- Tesla CEOElon Musk admitted that selling a $US35,000 version of the Model 3 would be a disaster for the company.
- The base TeslaModel 3 is now planned for deliveries in late 2018 or early 2019.
- Musk has to do this to save the company from ruin, even if he ends up jilting prospective owners.
Everybody has been giving Tesla CEO Elon Musk a hard time for his savage Twitter ways of late, myself included. But that doesn’t mean, amid all the trolling of haters and big media, Musk doesn’t sometimes tweet out an insight.
For example, Musk offered this tweet in response to a question about when the long-promised $US35,000 Model 3 sedan would arrive, after he announced a $US78,000 high-performance trim level: “With production, 1st you need achieve target rate & then smooth out flow to achieve target cost. Shipping min cost Model 3 right away wd cause Tesla to lose money & die. Need 3 to 6 months after 5k/wk to ship $US35k Tesla & live.”
That’s not exactly what I heard when I was at the Model 3 launch in July of 2017. Then, my understanding was that Tesla would first build the $US44,000 Model 3 with a long-range battery pack and a single motor over the rear axle to keep things simple. After all, the company had never mass-produced the car before and had skipped a so-called “soft tooling” phase of the ramp-up, when it could fix problems with the assembly line before settling on costly gear.
I did know that Tesla usually sells expensive trim level before cheap ones – and sometimes doesn’t see very much demand for less-expensive versions of its vehicles.
That’s not a bad thing, as pricier Teslas are better for topline revenue and should eventually be a boon for bottom-line profits if the company can stop losing billions of dollars annually. In fact, a little over a year ago I argued that selling a $US35,000 car wasn’t such a great move for Musk.
“It bears repeating: the Model 3 represents a move for Tesla in the opposite direction of where the money is in the car business,” I wrote. “A $US35,000 compact sedan brings in a lot less than a $US100,000-plus mid-size SUV. For Tesla, the Model 3 is a far greater risk than the Model S or X were.”
My headline was “The Model 3 could be the worst thing that ever happened to Tesla,” so I take a doleful victory lap on that one.
Tesla’s $US35,000 Model 3 is on the back burner
So if you pre-ordered a Model 3 expecting the $US35,000 version to launch in 2018 -sort of like what you might anticipate from any other carmaker on Earth, minus the need to plunk down a $US1,000 deposit – I’d say forget about it until 2019 at the earliest.

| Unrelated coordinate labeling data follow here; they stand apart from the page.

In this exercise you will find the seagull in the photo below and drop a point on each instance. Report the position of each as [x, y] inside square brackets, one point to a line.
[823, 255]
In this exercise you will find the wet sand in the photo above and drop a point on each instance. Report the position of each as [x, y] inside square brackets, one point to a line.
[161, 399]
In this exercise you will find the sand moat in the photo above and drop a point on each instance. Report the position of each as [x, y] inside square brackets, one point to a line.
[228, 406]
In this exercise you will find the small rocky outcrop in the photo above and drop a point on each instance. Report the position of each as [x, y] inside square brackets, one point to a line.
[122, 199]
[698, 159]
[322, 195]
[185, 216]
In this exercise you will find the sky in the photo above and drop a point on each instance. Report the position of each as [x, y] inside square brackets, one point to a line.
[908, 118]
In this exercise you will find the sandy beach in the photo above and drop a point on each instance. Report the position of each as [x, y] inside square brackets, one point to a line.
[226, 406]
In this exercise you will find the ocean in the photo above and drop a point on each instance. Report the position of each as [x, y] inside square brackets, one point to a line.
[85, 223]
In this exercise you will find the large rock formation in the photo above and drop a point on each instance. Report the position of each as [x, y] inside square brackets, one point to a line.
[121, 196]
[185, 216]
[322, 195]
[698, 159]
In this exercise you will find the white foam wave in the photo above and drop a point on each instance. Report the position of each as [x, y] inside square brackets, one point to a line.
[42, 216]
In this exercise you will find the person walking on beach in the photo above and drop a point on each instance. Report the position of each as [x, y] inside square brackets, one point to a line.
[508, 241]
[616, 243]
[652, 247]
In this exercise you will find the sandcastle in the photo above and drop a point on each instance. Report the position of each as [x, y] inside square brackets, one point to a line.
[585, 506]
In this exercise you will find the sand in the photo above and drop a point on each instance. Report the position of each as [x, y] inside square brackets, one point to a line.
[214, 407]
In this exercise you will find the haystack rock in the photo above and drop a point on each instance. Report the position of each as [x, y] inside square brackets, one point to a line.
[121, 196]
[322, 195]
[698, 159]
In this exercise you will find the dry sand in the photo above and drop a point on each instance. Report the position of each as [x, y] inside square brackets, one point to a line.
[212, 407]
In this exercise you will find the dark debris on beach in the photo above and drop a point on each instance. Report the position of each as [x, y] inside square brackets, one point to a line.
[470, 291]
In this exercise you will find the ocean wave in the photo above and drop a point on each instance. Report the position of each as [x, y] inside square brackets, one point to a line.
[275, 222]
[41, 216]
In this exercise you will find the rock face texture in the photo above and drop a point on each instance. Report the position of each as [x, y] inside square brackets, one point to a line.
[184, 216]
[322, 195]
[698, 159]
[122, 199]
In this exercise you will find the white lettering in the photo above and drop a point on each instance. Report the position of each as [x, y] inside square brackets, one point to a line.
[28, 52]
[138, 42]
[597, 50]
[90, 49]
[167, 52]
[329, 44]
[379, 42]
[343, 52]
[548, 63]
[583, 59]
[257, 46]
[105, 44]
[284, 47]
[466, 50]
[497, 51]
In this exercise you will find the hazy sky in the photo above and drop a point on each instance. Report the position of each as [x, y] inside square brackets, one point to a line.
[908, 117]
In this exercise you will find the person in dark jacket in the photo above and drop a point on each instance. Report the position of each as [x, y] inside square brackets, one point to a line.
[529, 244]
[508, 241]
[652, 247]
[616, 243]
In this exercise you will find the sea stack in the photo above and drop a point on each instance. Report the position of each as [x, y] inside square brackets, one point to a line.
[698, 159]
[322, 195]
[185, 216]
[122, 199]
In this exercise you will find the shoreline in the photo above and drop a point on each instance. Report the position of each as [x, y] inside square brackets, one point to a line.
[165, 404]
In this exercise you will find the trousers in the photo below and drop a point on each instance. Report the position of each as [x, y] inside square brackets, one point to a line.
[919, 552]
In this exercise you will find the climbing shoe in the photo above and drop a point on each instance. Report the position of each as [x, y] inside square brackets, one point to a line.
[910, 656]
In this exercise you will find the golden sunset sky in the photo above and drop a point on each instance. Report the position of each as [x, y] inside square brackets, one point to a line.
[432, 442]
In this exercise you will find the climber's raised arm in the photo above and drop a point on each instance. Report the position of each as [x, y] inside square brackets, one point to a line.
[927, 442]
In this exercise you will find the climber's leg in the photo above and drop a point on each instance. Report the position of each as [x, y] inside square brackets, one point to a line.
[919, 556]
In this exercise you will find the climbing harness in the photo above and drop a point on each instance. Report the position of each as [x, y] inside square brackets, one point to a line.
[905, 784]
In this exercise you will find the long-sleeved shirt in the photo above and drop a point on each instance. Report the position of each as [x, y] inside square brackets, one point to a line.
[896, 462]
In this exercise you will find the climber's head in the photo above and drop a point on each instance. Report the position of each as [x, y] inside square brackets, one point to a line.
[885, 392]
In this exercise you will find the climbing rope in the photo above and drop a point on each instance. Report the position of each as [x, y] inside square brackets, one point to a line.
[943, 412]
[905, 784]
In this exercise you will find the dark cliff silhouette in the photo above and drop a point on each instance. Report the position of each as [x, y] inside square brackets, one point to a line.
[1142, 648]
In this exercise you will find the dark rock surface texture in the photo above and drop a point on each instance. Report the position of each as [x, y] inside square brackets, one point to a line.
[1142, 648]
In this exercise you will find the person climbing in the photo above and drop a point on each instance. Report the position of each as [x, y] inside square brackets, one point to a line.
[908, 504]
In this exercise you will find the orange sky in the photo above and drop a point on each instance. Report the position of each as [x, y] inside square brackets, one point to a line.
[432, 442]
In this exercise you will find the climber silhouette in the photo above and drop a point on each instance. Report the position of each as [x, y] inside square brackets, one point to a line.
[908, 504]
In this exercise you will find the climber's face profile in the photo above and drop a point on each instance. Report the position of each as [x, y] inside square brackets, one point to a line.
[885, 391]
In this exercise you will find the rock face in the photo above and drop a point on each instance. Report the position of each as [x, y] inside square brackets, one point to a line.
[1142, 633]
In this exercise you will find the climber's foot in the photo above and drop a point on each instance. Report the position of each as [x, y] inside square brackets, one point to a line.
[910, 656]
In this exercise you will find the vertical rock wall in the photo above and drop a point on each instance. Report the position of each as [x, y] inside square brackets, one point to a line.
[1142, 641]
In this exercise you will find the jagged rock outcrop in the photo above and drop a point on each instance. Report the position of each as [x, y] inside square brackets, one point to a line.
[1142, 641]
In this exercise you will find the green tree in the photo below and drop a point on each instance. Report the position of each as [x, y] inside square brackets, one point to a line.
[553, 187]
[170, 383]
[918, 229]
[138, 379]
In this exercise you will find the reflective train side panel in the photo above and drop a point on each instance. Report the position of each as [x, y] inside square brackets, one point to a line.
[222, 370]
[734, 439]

Or perhaps forget about it … forever.
I’ve always struggled to figure out why Tesla wanted to sell a $US35,000 vehicle anyway. Unless the company can convince the Trump administration to extend a $US7,500 federal tax credit that will phase out after a carmaker sells 200,000 electric vehicles in the US, that perk will vanish for the el-cheapo Model 3 crowd.
Besides, the customers who could use the tax credit would tend to be folks who might owe the IRS money, in other words, wealthier citizens who wouldn’t be disinclined to purchase the base version of anything. D0 you really want to be rolling up Sand Hill Road in a no-frills Model 3?
Building an affordable, long-range EV is also a walk in the park for a major carmaker; General Motors went from unveiling to on-sale with the Chevy Bolt in about a year. The Bolt is currently the only sub-$US40,000 EV with over 200 miles of range that you can buy. The vehicle has sold better than GM expected, but it’s probably losing the carmaker thousands of dollars for each unit.
But GM doesn’t need to make money on the car – it just needs to force Tesla to also lose money in that segment. GM can afford it because it prints cash with sales of pickups and SUVs.
Why would Tesla want to compete with that?
The $US35,000 Model doesn’t die, it just … fades away
Perhaps Musk has come to that conclusion and will now reliably undersell the bargain trim level of the Model 3. I certainly hope he does because that will broaden Tesla’s portfolio of luxury offerings and provide a shot at survival. A lot of Tesla bulls think the Model 3 could post impressive margins, but my take is that it could post decent margins only at a relatively high price point.
The $US78,000 Model 3 is a case in point. I shouldn’t need to present any path-to-profit maths on a vehicle that has essentially the same battery as the roughly $US50,000 version of the car, but adds a second motor to provide all-wheel-drive and snappier acceleration. The $US28,000 difference should function as a profit light bulb.
OK, Musk might go ahead and nominally sell the $US35,000 for a short period in 2019 before letting it wither or quietly declining to allow reservation holders to configure their cars. That would be smart, if sort of deceptive, but my guess is that anybody who put down a grand on a Model 3 would forgive Elon because that deposit was more like a vote of confidence than a promise to convert.
Those jilted customers would probably chalk up their disappointment to the cost of changing the world. They’d also be in a better position to get the money back if Tesla doesn’t go bankrupt. And if that’s what it takes to save Tesla, you can bet that Musk will do it.